General Director of The Kosovo Police since March 2023

Gazmend Hoxha (born 27 July 1977) is a Kosovan police officer who currently serves as the general director of the Kosovo Police. Appointed in March 2023, he previously held high-ranking positions, including the director of the Operations Department and the director of special units.

== Early life and education ==
Hoxha was born in the village of Korroticë e Epërme, in the municipality of Gllogoc (Drenas). He holds a bachelor's degree from the Faculty of Law at the University of Prishtina, where he also completed a master's degree in Criminal Law. As of 2023, he is pursuing doctoral studies at the Faculty of Security in Skopje, North Macedonia.

In addition to his formal education, Hoxha has completed specialized training in management and security in the United States, Germany, France, and Turkey. He speaks English and Serbian fluently.

== Career ==
Hoxha joined the Kosovo Police in 2000 as part of the third generation of cadets. He began his service as a patrol officer at the South Station in Pristina.

=== Rise through the ranks ===
He rose rapidly through the command structure, becoming a sergeant in 2002 and a lieutenant in 2003. By 2005, he was promoted to captain and served as the commander of the North Station and later the South Station in Pristina. In 2006, he was promoted to major and assigned as the regional deputy director for investigations in Gjilan.

In December 2008, Hoxha was appointed director of the Special Units Division. He later served as the regional director in Ferizaj (2009) and head of the Organized Crime Department (2010). He attained the rank of lieutenant colonel in 2012 and colonel in 2019. From 2020 to 2023, he served as the director of the Operations Department at the General Directorate.

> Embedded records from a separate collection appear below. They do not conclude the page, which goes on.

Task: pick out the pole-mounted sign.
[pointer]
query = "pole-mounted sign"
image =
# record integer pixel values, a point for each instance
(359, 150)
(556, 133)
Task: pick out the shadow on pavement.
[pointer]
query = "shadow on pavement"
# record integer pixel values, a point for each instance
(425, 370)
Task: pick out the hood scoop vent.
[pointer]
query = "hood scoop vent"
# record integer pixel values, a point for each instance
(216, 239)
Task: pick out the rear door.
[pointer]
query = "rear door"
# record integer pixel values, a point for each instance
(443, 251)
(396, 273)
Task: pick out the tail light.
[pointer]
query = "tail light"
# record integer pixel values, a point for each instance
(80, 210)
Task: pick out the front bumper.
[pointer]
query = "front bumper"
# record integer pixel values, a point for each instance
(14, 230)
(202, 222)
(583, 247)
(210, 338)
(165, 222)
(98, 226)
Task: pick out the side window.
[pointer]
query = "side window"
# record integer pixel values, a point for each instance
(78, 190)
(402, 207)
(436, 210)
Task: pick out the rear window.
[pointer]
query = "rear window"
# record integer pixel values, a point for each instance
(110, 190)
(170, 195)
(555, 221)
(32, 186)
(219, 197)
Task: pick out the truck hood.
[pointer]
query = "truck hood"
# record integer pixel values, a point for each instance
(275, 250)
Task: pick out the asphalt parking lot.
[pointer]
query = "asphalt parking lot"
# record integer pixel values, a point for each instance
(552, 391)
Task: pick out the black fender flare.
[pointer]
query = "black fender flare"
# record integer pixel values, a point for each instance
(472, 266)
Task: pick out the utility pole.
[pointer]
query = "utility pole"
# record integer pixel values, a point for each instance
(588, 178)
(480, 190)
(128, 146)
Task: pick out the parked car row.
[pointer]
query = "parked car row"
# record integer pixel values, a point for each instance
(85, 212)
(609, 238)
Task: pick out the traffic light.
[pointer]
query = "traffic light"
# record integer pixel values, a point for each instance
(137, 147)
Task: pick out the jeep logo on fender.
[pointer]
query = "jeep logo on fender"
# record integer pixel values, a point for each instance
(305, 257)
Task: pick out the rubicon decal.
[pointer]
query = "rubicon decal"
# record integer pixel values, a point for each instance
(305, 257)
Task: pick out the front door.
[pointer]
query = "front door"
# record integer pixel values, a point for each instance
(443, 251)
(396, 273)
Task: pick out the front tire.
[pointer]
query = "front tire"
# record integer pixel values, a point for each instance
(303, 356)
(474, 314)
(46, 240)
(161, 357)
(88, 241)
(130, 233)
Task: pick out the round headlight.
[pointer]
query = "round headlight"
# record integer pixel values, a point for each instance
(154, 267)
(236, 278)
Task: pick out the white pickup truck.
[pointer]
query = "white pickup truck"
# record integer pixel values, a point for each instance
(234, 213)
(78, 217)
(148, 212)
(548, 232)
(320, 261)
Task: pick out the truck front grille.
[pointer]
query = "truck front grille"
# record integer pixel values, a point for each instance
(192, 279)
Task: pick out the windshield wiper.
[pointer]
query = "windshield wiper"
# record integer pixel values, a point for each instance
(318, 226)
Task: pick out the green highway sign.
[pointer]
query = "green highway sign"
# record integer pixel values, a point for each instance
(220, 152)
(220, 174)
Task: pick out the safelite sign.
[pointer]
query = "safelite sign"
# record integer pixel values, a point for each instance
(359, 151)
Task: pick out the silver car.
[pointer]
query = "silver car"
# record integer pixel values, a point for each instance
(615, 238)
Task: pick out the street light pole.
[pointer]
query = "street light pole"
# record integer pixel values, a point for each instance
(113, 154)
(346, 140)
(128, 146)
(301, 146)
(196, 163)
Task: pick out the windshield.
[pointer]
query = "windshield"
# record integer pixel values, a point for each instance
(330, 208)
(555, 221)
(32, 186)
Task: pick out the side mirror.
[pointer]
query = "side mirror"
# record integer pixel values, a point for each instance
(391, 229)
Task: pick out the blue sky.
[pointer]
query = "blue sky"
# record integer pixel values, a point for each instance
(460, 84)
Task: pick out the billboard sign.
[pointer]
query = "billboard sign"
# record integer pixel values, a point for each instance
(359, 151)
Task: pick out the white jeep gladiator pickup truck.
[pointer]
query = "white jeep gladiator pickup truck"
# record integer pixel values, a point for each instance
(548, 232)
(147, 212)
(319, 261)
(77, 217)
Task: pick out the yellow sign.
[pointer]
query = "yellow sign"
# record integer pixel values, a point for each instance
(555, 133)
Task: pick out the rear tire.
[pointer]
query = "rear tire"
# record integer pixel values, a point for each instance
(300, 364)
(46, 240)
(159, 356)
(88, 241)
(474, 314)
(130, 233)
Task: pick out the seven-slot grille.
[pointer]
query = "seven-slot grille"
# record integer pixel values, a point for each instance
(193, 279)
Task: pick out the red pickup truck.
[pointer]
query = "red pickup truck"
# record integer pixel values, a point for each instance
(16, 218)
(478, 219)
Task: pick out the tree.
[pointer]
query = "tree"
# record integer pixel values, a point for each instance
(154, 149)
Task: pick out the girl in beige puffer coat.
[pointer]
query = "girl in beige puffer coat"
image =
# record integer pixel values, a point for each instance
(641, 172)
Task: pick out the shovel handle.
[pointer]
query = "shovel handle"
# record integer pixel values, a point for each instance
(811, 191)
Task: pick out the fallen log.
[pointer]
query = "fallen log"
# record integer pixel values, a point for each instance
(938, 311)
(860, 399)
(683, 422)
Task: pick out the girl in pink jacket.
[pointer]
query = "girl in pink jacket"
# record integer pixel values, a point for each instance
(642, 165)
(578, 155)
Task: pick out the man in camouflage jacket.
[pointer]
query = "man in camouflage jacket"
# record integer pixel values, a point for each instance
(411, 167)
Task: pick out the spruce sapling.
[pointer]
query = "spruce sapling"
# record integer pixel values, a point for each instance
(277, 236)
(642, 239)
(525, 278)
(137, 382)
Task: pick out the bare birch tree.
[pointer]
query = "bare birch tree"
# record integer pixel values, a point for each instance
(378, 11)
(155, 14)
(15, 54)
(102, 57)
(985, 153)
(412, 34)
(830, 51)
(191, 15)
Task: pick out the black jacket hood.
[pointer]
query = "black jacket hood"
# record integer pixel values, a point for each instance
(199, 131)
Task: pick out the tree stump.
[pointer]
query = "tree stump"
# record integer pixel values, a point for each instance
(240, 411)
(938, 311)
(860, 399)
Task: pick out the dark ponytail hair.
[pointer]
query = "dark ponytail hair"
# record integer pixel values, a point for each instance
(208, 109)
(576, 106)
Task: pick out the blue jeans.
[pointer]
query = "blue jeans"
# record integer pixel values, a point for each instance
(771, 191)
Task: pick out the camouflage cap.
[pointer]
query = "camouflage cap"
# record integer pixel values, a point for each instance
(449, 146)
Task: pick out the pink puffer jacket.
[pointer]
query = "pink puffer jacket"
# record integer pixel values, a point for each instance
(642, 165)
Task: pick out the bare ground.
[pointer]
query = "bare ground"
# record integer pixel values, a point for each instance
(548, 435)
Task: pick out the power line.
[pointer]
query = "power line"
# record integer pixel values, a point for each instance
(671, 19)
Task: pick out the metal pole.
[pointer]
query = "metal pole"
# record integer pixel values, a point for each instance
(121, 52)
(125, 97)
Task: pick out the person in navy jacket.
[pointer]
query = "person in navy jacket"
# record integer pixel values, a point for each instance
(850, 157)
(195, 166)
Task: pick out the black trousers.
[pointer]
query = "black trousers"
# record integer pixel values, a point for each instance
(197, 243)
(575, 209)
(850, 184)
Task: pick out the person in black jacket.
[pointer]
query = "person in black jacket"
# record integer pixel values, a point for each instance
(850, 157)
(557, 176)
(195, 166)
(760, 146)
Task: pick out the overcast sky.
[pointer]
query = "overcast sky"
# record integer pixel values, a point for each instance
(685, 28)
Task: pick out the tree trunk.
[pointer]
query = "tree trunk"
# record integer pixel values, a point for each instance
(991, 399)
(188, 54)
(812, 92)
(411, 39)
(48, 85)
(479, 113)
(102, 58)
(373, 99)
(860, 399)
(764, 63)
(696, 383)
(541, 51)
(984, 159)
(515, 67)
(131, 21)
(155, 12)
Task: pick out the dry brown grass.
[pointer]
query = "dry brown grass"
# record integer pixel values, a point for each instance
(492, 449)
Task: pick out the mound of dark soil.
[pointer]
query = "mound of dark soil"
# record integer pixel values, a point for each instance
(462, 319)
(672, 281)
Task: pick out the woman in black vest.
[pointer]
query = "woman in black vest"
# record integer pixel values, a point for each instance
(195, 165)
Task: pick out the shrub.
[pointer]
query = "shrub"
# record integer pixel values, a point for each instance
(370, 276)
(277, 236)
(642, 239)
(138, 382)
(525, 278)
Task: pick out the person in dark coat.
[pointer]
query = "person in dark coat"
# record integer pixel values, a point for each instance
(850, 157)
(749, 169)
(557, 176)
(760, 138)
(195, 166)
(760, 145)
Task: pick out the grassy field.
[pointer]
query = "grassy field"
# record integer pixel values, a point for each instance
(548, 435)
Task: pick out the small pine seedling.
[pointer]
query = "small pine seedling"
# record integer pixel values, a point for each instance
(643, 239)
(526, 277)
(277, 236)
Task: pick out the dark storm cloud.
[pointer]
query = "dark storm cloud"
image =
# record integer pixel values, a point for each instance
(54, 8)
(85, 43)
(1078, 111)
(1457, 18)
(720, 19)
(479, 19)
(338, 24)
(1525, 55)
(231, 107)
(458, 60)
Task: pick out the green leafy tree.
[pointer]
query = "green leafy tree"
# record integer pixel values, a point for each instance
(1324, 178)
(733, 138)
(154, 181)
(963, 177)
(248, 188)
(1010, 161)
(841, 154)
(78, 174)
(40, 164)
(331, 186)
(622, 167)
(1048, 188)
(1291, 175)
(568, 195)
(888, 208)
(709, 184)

=== Operational command ===
Prior to becoming general director, Hoxha managed several high-profile and sensitive police operations, particularly concerning the rule of law in North Kosovo. These included:
- The license plate reciprocity operations (September–October 2021).
- Operations against illegal cryptocurrency mining.
- The closure of illegal border roads utilized for smuggling.
- Preventing the organization of the Serbian constitutional referendum and Serbian elections within Kosovo territory without government approval.

=== General director ===
In March 2023, Hoxha was appointed general director of the Kosovo Police by the Government of Kosovo, succeeding Samedin Mehmeti.

== Role in North Kosovo crisis ==
Hoxha took office during a period of significant tension in the northern municipalities following the collective resignation of ethnic Serb police officers.

=== Banjska attack ===
Hoxha was the general director during the Banjska attack on 24 September 2023, where an armed paramilitary group attacked Kosovo Police units, resulting in the death of sergeant Afrim Bunjaku. Hoxha oversaw the counter-terrorism operation in Banjska, which resulted in the neutralization of several attackers and the seizure of a large cache of military-grade weaponry.

He has frequently appeared in press conferences to present evidence linking the paramilitary group to external state actors and coordinates security efforts with EULEX and KFOR.